The chair of the UK Statistics Authority has said that recent limited changes to how the government presents its official data on covid-19 tests, although welcome, mean that the figures are “still far from complete and comprehensible.”

In a letter to the health secretary Matt Hancock, David Norgrove said that the way the data are analysed and presented currently “gives them limited value” to help scientists understand the epidemic and extract basic trends. “The aim seems to be to show the largest possible number of tests, even at the expense of understanding,” he wrote on 2 June.1

On 11 May Norgrove wrote to Hancock urging the government to make its data on the national covid-19 testing strategy clearer.2 Hancock responded in a letter sent on 27 May that developments to improve data reporting were already under way.3

Norgrove criticised the way that the headline total of tests reported at the daily press conference adds together tests carried out with tests posted out. There are no data on how many of the tests posted out are, in fact, then successfully completed.
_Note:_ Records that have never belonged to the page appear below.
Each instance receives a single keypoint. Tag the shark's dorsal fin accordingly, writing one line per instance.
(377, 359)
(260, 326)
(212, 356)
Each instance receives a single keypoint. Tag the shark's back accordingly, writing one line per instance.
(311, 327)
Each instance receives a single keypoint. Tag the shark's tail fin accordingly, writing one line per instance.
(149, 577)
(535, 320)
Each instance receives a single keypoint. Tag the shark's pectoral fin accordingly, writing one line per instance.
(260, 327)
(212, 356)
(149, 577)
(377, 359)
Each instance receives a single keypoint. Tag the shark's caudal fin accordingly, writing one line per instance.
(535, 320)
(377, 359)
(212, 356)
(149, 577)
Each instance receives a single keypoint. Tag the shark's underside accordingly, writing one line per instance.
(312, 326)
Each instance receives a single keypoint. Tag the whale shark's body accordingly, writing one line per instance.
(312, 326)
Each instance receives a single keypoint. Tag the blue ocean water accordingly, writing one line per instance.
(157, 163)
The notes to the daily slides presented at the press conference say that some people may be tested more than once. Norgrove pointed out, however, that it is not clear from the published data how often this is the case.

Norgrove called for test results to include data on key types of employment—for example how many are medical staff and care staff. Data on age, sex, and location should also be published.

The letter also called on the government to develop and publish key metrics for the test and trace programme to avoid the situation that has risen in relation to the testing programme. The statistics must be readily understood by the public through, for example, population adjusted maps of hotspots, he writes.

Norgrove said that “the testing statistics still fall well short” of the code of practice for statistics. “It is not surprising that, given their inadequacy, data on testing are so widely criticised and often mistrusted.”